No es que esté por verse un eclipse de luna o algún fenómeno distinto…


Mi pregunta es acerca del diario vivir. ¿Se toma usted aunque sea un instante por día para mirar el cielo? Voy a contarles una pequeña historia que expresa el motivo de mi propuesta.

Cierta vez, un simple jasid, que viajaba de pueblo en pueblo vendiendo su mercadería, visitó al Rebe Maharash. Durante su audiencia personal, el Rebe Maharash le dijo, entre otras cosas: “¿Sabes? te envidio” ante la sorpresa del judío, el Rebe continuó: “Tu recorres los caminos y puedes llevar a la práctica todos los días el versículo de los Salmos que dice: “Elevad vuestros ojos al Cielo y ved Quién los ha creado”. Los cielos son semejantes al Trono Celestial, y mirarlos produce amor y temor a Hashem. Es por eso, que en todas las Sinagogas debe haber ventanas que permitan ver el firmamento…”
Esto, entre otras cosas, inspiró profundamente a este simple jasid, que después de decenas de años, lo relataba como si el diálogo hubiese tenido lugar el día anterior.

Recuerdo que hace algunos años, luego de haber recibido un llamado telefónico en el que se nos planteaba una situación, que a mis ojos parecía prácticamente imposible resolver, salí hacia la escuela donde enseñaba, sintiéndome desesperada. Mientras caminaba, mi mente trataba de encontrar una rápida solución al inconveniente, sin lograrlo. A medida que más pensaba en ello, más angustiada me sentía. Una voz dentro de mí decía: “¿Cómo voy a resolverlo?” Me sentí tan impotente… ¡tan pequeña e insignificante!

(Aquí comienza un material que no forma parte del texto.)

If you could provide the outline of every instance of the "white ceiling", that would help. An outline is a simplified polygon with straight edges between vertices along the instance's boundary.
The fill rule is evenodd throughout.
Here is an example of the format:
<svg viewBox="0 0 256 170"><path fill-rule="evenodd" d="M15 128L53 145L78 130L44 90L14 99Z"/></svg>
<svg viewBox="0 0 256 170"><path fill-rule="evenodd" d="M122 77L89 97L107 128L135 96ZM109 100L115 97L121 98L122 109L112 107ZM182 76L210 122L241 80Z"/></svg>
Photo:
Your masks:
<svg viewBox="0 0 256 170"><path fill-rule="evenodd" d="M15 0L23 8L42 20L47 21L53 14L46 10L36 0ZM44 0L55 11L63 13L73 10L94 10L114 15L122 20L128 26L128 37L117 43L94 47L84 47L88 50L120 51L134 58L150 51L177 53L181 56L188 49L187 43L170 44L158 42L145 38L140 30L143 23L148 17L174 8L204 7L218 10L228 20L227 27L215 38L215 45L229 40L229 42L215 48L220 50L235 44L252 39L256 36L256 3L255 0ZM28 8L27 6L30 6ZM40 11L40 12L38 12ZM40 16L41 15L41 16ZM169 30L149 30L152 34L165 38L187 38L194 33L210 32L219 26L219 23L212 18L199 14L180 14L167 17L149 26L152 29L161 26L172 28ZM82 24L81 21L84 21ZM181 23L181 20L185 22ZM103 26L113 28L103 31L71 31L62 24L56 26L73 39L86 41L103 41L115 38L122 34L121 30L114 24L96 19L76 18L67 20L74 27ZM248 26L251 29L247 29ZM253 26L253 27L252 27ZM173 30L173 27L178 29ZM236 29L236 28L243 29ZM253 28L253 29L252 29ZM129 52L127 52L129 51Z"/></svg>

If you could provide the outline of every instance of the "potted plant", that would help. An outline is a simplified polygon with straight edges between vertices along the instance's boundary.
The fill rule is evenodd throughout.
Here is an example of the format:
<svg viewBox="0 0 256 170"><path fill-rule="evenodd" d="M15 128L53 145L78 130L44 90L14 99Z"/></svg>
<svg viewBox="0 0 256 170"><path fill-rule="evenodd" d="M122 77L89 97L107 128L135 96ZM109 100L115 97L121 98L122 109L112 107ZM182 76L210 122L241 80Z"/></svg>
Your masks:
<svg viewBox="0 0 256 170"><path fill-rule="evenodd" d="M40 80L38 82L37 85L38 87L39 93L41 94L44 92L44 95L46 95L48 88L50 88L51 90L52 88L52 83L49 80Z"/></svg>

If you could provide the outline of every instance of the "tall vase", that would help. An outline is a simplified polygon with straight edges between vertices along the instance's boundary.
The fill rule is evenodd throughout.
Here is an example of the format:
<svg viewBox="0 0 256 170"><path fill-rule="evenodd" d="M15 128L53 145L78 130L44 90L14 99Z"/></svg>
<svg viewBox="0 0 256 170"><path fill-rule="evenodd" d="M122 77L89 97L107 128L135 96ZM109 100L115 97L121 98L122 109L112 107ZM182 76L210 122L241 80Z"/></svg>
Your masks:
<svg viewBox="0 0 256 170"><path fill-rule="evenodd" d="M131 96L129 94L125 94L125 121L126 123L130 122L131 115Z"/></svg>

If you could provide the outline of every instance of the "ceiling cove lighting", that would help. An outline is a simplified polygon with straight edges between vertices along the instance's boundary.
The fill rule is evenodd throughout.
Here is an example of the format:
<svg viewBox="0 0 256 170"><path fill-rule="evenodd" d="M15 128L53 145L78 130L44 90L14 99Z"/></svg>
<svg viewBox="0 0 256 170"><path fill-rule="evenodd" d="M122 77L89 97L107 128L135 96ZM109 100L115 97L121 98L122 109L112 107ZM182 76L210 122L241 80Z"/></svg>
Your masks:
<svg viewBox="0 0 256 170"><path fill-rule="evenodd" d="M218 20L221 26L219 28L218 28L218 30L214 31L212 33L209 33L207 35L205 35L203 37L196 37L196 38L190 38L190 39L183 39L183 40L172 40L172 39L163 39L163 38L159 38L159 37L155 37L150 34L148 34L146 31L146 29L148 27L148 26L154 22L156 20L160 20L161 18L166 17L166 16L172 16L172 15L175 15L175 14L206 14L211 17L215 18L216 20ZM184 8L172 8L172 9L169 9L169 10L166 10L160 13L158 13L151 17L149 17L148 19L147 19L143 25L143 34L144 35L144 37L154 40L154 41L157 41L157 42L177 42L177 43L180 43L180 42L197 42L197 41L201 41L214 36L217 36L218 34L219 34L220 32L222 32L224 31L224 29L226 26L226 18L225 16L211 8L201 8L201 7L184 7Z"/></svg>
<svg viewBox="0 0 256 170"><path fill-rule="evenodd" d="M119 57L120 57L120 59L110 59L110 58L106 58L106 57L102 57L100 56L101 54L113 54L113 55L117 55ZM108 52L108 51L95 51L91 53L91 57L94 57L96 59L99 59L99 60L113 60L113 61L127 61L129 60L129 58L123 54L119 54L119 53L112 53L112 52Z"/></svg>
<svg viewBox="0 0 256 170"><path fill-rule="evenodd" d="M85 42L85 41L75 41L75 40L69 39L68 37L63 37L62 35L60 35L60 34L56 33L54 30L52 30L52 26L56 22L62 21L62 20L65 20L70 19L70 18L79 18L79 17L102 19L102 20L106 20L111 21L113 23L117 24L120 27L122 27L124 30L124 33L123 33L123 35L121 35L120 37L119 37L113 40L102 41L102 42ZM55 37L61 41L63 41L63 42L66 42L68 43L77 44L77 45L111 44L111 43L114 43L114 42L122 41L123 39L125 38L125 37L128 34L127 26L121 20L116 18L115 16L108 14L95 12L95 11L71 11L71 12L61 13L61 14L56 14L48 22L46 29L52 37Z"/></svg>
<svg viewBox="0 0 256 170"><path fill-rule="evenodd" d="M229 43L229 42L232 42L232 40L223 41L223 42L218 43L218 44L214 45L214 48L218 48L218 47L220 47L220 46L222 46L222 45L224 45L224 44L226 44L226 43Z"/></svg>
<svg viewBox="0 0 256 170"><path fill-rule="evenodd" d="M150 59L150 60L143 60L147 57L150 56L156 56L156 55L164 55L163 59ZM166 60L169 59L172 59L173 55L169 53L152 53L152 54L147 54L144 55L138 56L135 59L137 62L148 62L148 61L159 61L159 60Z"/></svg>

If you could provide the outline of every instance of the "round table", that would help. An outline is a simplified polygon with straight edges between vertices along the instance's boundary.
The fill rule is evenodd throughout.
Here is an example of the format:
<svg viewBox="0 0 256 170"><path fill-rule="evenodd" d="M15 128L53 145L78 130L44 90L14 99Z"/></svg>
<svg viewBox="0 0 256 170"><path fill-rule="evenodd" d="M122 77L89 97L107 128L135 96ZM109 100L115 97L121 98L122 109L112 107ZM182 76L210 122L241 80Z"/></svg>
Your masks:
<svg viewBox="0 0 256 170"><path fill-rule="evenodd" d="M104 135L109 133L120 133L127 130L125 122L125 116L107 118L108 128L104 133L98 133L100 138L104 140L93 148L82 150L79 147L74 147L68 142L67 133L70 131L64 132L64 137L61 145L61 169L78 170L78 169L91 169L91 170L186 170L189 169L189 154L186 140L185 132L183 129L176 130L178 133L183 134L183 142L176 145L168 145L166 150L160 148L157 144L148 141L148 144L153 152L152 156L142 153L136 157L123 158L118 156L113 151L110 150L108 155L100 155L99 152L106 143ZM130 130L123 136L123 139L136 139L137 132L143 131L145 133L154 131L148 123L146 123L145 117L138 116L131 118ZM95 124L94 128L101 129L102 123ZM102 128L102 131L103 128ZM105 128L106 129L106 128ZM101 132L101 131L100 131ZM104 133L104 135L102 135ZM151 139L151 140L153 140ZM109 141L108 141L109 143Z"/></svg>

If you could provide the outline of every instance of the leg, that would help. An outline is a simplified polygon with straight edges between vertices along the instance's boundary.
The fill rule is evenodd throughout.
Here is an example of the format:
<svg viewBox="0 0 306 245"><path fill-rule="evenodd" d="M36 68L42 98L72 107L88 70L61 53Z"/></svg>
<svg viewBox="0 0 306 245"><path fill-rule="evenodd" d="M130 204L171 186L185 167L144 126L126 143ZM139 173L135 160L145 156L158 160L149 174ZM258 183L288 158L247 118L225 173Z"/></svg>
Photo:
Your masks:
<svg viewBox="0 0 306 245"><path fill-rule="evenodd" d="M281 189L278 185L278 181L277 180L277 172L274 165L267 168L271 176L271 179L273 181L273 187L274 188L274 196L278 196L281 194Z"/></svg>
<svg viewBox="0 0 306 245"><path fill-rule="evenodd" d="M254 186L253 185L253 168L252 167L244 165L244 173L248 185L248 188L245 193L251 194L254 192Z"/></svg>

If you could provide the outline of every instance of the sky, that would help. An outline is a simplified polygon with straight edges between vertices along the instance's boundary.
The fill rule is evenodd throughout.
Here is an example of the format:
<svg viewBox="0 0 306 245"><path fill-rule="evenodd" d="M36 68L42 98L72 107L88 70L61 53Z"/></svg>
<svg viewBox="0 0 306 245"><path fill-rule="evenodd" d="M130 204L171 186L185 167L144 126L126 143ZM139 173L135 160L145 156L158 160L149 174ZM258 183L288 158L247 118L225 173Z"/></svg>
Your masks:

Pero de pronto, instintivamente levanté los ojos al cielo, recordé esta hermosa historia y sentí que mi corazón rebozaba de alegría, alivio y tranquilidad. ¡¡¡El Cielo!!! ¡Desde el Cielo nos iban a ayudar! Lágrimas de alegría llenaron mis ojos al recordar que no estamos solos, que Hashem todo lo puede. Que no somos nosotros los que resolvemos las dificultades, que sólo se logran las cosas confiando en Di-s. A los pocos días, esa situación que parecía insoslayable, se remedió de una manera inesperada. Desde entonces, todos los días trato de poner en práctica por lo menos una vez, el “Elevad vuestros ojos al cielo…”.

Muchas veces sentimos angustia, ansiedad, miedo. Algunos para remediarlo, toman ansiolíticos o calmantes. Les recomiendo también MIRAR EL CIELO. Es un ejercicio fácil, económico e infinitamente reconfortante. Quizás no resuelva los problemas, pero ayuda a conectarse con el Todopoderoso, a sentirse respaldado y un poco más humilde. Entonces vuelvo a preguntarle: “¿Ya miró el cielo hoy?”